Unlike “Long Live the Queen’s” bewildering flow chart of statistics there are only four stats you need to keep track of in “Reigns,” which filled me with an overwhelming sense of relief, but also filled me with dread at the acts of atrocity I was committing in service to these four icons at the top of the screen, a sort of milgram experiment.
The milgram experiment was a series of studies done on the nature of obedience at Yale University, the subjects were tested on their willingness to her hurt another participant based on the proximity of the authority figure, in the form of the scientists directing the experiment, and the proximity of the subject to be punished, who was actually an actor pretending to be hurt. If the authority figure was in the room the subject was more likely to follow through and hurt the actor, even to the point of killing him. That’s this game in a nutshell.
The player is pushed to atrocities for the sake of stats (money, religion, people or soldiers), but life in this game is held in such little regard that’s it hard to consider death a stake at all. Rules are established very quickly your first two minute play through. I was too busy looking at one icon obsessively until it was too late to stop a capitalistic oligarchy from taking over and killing me. Again. And again. It’s quickly established that a stats must remain balanced.
The weakest part of the game is how the stat changes are indicated to the player. The four icons you watch rise and fall only have beige colored dots above them indicating a decrease or increase of that statistic based on the context of the card. The problem with this is that not all of these cards are contextually informative enough. You’re left there with the same beige balls, dangling above the icons, taunting you. It’s a great way to try and get the player to pay attention, but is the blood curdling irritation worth it? I’ve had so many deaths happen because of how oddly uninformative they are. It’s just as irritating as “Long Live the Queen’s” unexpected deadly stat checks.
Both games have the “one more level” syndrome, and I suggest both could benefit from a more humane design with proper exit and resting points, people rarely have time to waste these days, and in just trying “Reigns” one could lose a good two to three hours without even noticing. So while “Long Live the Queen’s” approach was to taunt the player into trying one more time, “Reigns’” timeline moves on after the death of its current ruler without a care.

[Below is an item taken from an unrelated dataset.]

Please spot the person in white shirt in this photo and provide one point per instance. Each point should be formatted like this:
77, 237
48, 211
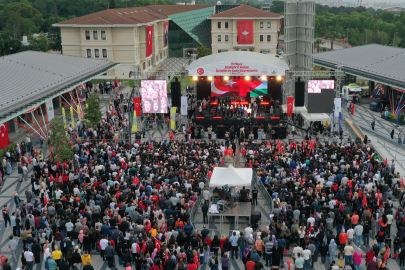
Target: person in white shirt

The game utilizes the constant replaying going on in a way that “Long Live the Queen” did not. The player being more informed than Elodie is a ludo narrative, a dissonant core mechanic which could have been utilized. “Reigns’” inevitable slew of playthroughs become part of a plot you uncover with time, after about seven hours I was still nowhere close to discovering the truth.
Every 666 years the devil shows up to terrify you by changing your precious stats and have a chat with you over tea; he usually puts things back to normal when he leaves, like a considerate, punctual houseguest with cosmic power, or a new mother-in-law. Considering how long it takes to finish the real story of this game and the replay value is worth the asking price of $3.
Both “Long Live the Queen” and “Reign” approach the noncombat oriented act of ruling in different ways, but the experiences are different enough that I would consider them both worthy part of any game library.